A third strand of research has dedicated attention to the intra-party organizational dynamics of rebel-to-party transformations. Research has shown that the historical legacies of armed groups usually imply the need for intra-party democratic reforms as the group enters into party politics. At the same time, a more inclusive decision-making might heighten competition between internal factions. Studies have also show that the essentially authoritarian character of rebel movements can be useful asset for mobilizing voters. One of the most difficult challenges that the new party must face is to redefine its relationship to the rank-and-file of the armed movement. Because armed group membership is often an important aspect of their social identity, former combatants are often opposed to post-war policy changes in the former rebel party. At the same time,  studies also demonstrates the strategic value for former rebel parties to retain social relationships and values cultivated in local communities during the armed struggle and channel these social needs into electoral support in the post-war period. Recent research has also documented the many other forms of political engagement that exist outside party politics, such as veteran associations, civil society groups and social movements. The benefits of such political activism is that it allows former armed group members to pursue political objectives no matter election outcomes.

What are some of the implications of the 2022 elections for the future of Bangsamoro? 
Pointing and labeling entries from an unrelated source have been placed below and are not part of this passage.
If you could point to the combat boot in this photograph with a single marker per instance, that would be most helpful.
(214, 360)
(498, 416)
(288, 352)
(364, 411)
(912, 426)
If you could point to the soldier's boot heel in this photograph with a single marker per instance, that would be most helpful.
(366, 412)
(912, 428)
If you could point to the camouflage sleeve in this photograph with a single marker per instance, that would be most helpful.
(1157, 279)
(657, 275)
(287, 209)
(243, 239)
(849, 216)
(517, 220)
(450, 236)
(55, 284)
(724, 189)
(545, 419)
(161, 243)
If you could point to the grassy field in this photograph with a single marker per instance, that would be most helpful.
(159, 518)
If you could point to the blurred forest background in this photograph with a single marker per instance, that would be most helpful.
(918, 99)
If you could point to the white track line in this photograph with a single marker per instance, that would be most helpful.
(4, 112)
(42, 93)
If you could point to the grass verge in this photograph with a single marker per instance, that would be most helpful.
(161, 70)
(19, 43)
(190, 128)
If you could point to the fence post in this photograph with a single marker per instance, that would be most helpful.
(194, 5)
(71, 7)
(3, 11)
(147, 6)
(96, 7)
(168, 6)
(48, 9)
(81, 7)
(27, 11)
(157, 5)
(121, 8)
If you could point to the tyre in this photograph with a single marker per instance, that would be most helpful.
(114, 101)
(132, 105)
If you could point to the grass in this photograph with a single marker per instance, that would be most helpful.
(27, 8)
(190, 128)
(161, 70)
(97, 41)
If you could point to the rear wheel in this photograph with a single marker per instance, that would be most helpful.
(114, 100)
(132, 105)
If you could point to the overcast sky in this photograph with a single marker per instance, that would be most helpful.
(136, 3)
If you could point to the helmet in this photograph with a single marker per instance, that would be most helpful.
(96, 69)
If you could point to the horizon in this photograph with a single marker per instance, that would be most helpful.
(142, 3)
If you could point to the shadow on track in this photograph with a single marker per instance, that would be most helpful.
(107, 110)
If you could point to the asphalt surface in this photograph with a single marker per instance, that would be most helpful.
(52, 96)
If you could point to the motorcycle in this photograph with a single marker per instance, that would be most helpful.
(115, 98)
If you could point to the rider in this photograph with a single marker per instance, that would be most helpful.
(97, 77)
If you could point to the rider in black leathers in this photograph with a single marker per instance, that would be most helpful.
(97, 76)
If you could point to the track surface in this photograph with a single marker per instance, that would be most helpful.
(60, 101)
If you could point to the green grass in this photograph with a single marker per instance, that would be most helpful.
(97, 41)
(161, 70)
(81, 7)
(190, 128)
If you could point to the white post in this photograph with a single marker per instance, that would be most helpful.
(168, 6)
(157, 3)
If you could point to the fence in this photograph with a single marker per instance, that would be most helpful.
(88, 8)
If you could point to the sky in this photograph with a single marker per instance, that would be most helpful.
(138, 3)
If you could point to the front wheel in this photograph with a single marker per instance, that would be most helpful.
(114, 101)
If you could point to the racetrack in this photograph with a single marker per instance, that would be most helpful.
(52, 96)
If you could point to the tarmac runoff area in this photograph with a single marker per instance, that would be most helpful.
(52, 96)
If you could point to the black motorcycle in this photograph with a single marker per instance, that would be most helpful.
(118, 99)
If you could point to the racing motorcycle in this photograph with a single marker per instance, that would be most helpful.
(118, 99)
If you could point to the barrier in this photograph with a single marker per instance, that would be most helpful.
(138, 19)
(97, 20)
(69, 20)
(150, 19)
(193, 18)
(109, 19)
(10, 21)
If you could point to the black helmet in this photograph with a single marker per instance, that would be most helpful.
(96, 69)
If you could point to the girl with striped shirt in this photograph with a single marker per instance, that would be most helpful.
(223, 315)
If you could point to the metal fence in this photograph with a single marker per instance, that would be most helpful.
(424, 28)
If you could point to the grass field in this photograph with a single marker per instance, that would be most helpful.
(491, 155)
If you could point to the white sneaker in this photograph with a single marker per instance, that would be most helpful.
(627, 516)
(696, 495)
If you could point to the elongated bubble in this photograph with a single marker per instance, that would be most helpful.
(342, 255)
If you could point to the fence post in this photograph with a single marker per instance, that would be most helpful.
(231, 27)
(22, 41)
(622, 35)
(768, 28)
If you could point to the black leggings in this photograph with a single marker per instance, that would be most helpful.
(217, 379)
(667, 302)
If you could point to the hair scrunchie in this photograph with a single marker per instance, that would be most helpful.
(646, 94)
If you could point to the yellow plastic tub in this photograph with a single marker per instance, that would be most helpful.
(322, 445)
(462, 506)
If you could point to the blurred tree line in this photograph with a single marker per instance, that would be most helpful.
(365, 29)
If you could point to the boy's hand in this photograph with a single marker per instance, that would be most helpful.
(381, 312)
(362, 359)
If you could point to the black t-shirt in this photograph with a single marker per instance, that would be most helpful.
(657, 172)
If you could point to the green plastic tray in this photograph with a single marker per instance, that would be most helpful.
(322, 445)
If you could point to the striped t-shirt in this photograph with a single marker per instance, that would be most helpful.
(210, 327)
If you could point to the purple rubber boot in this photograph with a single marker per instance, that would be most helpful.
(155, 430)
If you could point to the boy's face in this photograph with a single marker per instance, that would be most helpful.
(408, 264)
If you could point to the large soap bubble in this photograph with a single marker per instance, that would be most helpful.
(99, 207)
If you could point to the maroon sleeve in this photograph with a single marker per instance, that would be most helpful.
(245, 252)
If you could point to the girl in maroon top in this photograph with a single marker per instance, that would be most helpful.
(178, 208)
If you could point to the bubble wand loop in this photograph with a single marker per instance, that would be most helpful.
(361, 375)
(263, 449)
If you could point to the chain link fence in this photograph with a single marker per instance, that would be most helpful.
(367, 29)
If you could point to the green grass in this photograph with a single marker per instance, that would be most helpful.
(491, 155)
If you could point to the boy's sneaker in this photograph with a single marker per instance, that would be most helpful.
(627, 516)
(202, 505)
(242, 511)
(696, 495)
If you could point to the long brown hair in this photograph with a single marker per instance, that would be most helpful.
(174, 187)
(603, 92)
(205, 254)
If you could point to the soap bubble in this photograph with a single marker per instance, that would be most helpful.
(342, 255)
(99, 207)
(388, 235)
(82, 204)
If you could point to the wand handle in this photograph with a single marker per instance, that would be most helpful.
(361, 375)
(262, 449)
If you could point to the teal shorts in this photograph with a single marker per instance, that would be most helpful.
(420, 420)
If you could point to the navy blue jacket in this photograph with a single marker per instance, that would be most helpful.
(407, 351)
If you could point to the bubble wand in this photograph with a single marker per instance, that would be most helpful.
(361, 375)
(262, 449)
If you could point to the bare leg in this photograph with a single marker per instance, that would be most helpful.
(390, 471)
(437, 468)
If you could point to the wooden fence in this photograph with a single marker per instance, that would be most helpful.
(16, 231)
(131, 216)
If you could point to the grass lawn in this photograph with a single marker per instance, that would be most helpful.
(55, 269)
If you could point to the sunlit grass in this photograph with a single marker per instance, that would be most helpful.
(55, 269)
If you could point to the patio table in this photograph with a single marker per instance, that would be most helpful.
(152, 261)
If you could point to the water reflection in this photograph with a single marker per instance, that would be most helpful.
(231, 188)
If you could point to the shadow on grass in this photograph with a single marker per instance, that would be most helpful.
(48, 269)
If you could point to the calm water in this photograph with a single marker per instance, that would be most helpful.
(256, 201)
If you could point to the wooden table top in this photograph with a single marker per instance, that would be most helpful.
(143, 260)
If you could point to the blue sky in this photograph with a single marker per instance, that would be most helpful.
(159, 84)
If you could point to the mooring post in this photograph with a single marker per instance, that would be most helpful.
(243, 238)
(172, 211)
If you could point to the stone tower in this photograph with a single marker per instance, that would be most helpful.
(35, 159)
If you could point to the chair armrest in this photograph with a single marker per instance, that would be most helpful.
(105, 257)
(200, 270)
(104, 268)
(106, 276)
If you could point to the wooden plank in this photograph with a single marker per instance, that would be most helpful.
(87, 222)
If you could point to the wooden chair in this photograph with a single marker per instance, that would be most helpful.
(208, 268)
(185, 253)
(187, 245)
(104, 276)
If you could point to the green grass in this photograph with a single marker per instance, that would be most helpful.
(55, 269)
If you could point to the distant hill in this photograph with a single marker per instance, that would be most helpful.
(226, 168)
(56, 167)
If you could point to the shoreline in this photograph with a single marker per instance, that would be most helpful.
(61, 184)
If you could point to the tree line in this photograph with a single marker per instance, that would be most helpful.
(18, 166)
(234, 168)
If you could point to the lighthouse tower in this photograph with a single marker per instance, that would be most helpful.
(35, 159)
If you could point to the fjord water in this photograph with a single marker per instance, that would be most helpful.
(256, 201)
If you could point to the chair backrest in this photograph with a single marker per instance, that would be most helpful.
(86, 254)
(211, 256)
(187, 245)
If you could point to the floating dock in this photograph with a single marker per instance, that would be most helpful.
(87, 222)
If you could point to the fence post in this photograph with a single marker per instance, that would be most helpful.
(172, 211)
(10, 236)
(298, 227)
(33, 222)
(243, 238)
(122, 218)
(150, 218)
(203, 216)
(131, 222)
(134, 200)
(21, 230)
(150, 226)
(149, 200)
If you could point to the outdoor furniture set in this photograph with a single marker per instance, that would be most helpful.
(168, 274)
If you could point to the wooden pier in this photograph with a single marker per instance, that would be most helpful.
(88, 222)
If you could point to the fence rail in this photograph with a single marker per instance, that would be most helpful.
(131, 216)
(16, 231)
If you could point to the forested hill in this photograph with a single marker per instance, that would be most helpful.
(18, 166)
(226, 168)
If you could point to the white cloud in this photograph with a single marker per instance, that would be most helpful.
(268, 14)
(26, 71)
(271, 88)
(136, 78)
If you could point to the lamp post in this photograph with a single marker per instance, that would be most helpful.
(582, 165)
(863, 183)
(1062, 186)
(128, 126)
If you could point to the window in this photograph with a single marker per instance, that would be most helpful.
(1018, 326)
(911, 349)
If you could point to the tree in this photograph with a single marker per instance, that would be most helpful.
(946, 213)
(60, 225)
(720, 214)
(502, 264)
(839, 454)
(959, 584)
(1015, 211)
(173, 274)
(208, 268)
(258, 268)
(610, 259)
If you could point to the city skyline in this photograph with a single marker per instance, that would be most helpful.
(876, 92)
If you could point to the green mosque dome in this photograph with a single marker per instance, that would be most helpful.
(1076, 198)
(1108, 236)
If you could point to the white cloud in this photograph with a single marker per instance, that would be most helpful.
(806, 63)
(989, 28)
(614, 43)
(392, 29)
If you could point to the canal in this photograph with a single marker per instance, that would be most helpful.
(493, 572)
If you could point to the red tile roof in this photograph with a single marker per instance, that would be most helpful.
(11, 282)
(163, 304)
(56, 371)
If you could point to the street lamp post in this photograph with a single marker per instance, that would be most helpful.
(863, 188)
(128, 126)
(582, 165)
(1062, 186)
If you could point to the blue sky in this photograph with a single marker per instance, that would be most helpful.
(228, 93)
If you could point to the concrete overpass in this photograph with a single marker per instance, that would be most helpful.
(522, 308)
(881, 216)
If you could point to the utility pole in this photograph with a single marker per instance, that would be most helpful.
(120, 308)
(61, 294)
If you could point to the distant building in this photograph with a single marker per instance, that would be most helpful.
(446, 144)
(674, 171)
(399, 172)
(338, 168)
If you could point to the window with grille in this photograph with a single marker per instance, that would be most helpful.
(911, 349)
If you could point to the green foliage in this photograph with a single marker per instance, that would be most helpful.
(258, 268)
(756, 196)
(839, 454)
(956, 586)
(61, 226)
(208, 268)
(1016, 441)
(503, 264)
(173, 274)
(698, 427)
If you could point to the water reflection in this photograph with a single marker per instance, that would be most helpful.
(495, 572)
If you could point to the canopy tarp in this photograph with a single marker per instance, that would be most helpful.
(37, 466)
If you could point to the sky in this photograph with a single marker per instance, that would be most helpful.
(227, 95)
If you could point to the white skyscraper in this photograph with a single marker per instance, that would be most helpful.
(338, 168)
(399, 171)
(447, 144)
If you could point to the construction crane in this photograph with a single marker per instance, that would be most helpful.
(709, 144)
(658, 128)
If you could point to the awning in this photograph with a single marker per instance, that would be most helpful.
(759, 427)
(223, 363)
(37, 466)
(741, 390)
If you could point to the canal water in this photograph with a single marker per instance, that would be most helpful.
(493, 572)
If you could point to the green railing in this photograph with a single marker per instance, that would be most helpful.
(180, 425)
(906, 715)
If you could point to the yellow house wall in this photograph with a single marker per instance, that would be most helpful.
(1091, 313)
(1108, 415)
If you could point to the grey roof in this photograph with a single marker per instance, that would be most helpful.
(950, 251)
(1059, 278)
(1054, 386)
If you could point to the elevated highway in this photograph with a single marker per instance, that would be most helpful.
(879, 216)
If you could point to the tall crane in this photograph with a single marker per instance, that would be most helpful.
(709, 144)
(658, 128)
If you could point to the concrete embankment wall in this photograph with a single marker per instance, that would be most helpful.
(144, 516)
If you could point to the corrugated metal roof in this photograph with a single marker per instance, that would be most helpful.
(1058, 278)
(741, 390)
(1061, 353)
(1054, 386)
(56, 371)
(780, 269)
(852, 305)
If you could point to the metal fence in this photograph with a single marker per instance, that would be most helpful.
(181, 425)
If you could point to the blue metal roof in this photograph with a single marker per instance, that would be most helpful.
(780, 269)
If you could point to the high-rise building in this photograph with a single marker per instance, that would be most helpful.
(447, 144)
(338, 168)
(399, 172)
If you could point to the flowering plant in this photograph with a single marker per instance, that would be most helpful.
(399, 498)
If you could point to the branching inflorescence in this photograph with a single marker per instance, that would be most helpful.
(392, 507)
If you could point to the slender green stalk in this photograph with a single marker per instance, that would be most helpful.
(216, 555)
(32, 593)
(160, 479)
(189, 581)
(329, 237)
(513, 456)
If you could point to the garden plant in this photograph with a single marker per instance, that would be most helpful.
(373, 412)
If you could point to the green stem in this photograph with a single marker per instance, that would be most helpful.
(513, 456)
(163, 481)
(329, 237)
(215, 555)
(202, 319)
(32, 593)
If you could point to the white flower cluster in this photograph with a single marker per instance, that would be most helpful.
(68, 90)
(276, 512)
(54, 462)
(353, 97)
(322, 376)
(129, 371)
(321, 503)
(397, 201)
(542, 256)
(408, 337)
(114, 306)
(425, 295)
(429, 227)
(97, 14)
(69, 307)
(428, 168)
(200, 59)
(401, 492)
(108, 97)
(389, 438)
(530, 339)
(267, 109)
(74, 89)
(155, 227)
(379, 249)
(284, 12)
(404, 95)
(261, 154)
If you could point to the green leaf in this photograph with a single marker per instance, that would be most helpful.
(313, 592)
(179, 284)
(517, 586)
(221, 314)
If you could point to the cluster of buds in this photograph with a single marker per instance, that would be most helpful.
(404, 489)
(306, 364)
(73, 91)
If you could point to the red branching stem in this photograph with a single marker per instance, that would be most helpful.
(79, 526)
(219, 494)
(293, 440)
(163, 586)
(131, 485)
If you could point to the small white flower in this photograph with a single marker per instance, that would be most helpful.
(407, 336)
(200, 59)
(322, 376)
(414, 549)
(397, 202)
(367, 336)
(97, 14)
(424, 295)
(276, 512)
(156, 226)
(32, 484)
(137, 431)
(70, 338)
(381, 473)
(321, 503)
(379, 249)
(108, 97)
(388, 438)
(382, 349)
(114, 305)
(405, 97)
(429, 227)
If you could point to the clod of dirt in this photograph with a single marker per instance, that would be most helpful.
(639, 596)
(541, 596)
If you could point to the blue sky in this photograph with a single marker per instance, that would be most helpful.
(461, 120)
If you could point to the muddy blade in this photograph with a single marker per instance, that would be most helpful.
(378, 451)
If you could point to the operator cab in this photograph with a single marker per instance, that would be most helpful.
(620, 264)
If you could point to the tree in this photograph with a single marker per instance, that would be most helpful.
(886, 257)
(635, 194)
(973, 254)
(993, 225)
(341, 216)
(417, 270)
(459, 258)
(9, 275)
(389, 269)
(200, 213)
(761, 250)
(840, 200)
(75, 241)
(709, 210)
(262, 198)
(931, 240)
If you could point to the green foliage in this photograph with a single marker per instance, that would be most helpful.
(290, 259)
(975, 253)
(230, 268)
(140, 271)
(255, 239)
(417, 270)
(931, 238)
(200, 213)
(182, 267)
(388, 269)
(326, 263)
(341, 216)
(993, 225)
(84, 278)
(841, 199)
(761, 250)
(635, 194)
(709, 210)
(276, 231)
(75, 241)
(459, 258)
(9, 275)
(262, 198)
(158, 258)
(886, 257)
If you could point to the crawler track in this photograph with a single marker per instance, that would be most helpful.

The next three years are likely to be instrumental in determining the fate of the former rebels beyond the 2025 elections and the end of the transition period. The election of ‘Bongbong’ Marcos as President – a candidate endorsed by four of the five Governors in the BARMM region in opposition to the MILF – undoubtedly constitutes a real threat to the governance of BARMM as well as the peace process at large. 

First, there is a real risk that the new President will down-prioritize the government’s obligations towards the peace agreement, replace the government-appointed members to the BTA with some of MILFs more vocal opponents in the region, or even decide to carry out a constitutional review of the entire legislative framework for the autonomy. There is also an urgent need to speed up the so called ‘normalization’ process – especially the decommissioning –  ahead of the coming elections. 

Second, unless regional tensions are de-escalated and BARMM is perceived to provide a more inclusive regional governance, it will be difficult to distribute the peace dividends to the population at large within the framework of the transition period. Based on the recent results in the local government elections, the UBJP may face considerable challenges to muster enough votes to establish itself as a ‘consistent contender’ in the 2025 elections. 

Third, the key question is if the MILF – and especially its combatants – will remain loyal to the terms of the peace accord if this is the case. Some of the younger MILF fighters may very well re-mobilize to the still armed groups in the region, something that is already happening, and latent extremist cell could capitalize on the security vacuum that would emerge if the MILF and federal government cooperation falters. But there are also many other challenges to deal with, including inside the armed movement. The political party project needs to be better anchored in the movement at large and redefined in such a way that it encourages unity around the common cause of self-determination rather than instigating internal divisions within its ranks.